For instance, soil almost always has enough Boron that adding in more would actually be bad for the plants. This means that Boron is really only needed if you’re planting in sandy or droughty soil.

Of course, if you’ve been growing large amounts of high-yield crops, chances are a lot of those nutrients were sucked out of the soil by whatever you grew last year.

This means that the best way to determine what kinds of micronutrients you need to use is to do a soil or leaf test. This will tell you how much of each mineral can be found in your soil and therefore how much you need to add to make the soil grow crops even better than before.

You will likely want to use at least some micronutrients each year to keep your plants producing at their optimal rate.

Common Questions

Common Questions

What is the difference between macronutrients and micronutrients?

Macronutrients are the nutrients that plants need in large amounts to thrive, such as nitrogen or phosphorous. Micronutrients are just the opposite: plants need them in minuscule amounts, although they are still definitely necessary.

While getting plants the macronutrients they need can be an issue of life and death, micronutrients are all about optimization. Most plants can live with suboptimal micronutrient situations, but adding them in can boost productivity significantly.

Micronutrients are kind of like vitamin supplements for plants. Using them will ensure that your plants grow to see their maximum potential.

What are the differences between granular and liquid fertilizers?

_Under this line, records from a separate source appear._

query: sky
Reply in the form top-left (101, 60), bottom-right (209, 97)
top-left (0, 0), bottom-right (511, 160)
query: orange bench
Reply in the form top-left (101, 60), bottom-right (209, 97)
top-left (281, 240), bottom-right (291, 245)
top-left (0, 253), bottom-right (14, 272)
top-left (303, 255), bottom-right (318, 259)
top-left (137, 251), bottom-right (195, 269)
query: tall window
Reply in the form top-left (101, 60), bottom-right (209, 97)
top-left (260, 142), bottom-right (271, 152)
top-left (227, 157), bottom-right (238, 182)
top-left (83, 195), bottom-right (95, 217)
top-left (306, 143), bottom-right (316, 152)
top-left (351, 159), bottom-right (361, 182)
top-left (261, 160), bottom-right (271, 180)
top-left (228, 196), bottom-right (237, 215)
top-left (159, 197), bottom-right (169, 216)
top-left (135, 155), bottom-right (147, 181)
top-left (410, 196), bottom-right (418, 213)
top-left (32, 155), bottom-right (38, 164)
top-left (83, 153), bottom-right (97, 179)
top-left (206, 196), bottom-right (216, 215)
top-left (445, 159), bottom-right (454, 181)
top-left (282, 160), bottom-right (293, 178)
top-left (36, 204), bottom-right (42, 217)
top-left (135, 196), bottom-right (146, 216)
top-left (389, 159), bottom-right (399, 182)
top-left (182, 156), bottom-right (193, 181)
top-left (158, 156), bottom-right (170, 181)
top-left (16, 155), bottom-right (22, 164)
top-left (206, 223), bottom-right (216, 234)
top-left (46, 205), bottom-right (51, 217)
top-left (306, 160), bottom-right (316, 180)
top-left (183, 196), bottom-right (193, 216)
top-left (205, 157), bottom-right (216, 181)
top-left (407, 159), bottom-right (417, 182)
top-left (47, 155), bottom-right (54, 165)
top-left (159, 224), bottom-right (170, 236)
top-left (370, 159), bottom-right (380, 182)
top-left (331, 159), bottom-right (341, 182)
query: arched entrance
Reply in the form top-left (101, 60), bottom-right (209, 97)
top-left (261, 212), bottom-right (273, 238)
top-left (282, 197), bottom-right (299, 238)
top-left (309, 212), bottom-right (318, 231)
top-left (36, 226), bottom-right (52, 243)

Aside from the obvious difference of texture, the biggest difference between the two is that liquid fertilizer is more fast-acting, and the farmer has more control over the amount of nutrients that are being applied at any given time. On the other hand, granular fertilizer only needs to be applied once and seeps out small amounts of nutrients over a long period of time.

When it comes to micronutrition, it often isn’t that important to be perfectly in control of how much is released at any given time, since the amount that plants need is minuscule anyways. What’s more important is making sure that it stays in the soil for a long time and is easy for the roots to access.

This makes granular fertilizer the ideal vehicle for micronutrients.

How much do you need per acre?

How much you need per acre will depend on what micronutrient you need to add and how much of it is already in the soil, since most micronutrients can be toxic to plants when applied in excess. In order to figure out the amount of each nutrient that you need, you’ll want to take your lab results to an agronomist for advice.